As 2007 winds down and we enter the presidential election year, it's predictable that a great deal of attention in the media and in our lives will focus first on the nominating process and then on the election. Here in Nevada there will be very little of local interest in this election (although in Incline we will have another IVGID election with three of the five seats up for grabs), and it would be natural to think nothing of state interest is going on. That would be a mistake.
Nevada faces a worst-case revenue shortfall in 2008 of some $440 million. In response to this, Governor Gibbons, who is required constitutionally to balance the budget, first floated what many thought were draconian budget cuts in education and human services, and then after the outcry pared the cuts back to spread the burden over more agencies and to average less than 5% in cuts overall. Sounds good, right? Only by comparison to what was arguably a straw man proposed to make the real plan sound good.
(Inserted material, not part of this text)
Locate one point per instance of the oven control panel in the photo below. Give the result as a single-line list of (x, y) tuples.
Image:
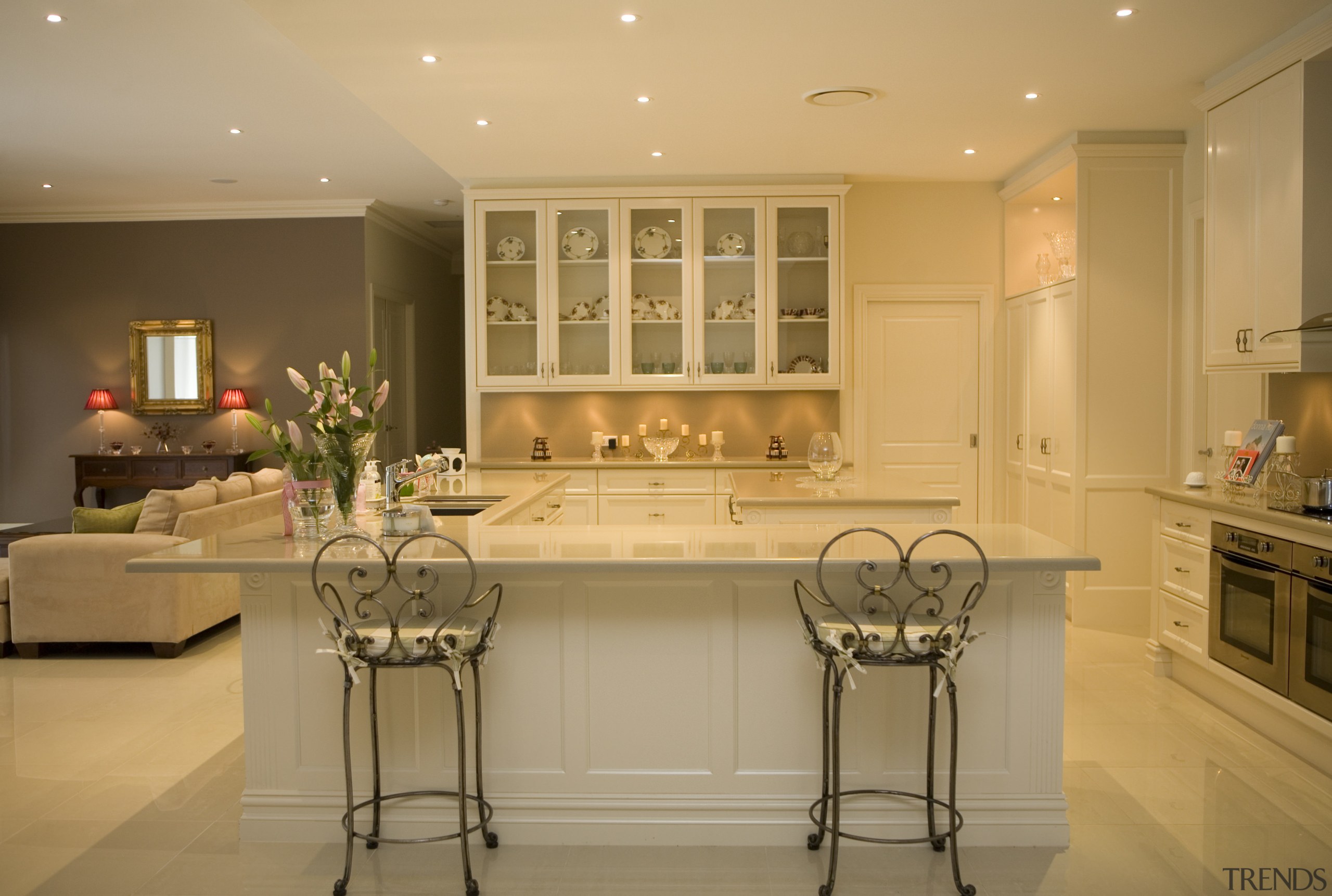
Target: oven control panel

What is obscured by the Governor's usual arrogance and assumption that he is smarter than the electorate is that K-12 public education will have some $95 million in cuts during this two-year budget cycle and that the state university and college system would have its budget reduced by some 32.7 million dollars. The appropriation reduction would require the suspension of searches for 55 faculty and classified positions, reduction of already under-funded operating budgets, elimination of library book acquisitions, elimination of equipment replacement, elimination of applied research initiatives, deference of network upgrades and maintenance, and other actions that University of Nevada Chancellor Jim Rogers has called "devastating."
I don't find it terribly surprising that Gibbons, who seems to revel in his own ignorance, would cut funding for education in our state which consistently ranks near the bottom nationally in quality measures. He has set up his plan in a way that avoids the need for legislative action, caught the Legislature's leadership, particularly Democratic leadership off guard, and can pretty well rely on the national campaigns to distract Nevadans from what he is doing. We should not be distracted.
It is patent insanity to cut education spending in a state that, according to Education Week ranks 43rd nationally in "chances for success" for its children and 44th in K-12 educational performance, and insulting to the intelligence of the electorate to assert, as Gibbons did, that much of the reduction mandates can be met by postponing construction projects.
It's possible that the worst case will not be realized, but the state's estimate of the shortfall has gone up from $286 million to $440 million and assumes that the current slump in key revenue sources, particularly sales taxes, will continue. Given the direction of the national economy under the current administration, that assumption seems likely to be true. I can't think of a stupider response to worsening economic conditions than to cut back on education in a state that is already in a league with some of the most backward parts of the country – Nevada's economic future lies in attracting new businesses and professionals to the state, and one of the key factors in attracting those is the quality of education. If we want to be a backward state known for gambling, prostitution, and recreation rather than being known as a great place to live, Governor Gibbons seems to be taking us in the right direction.
Don't let the national clamor distract you from what this incompetent governor is trying to do in furthering his political ambitions.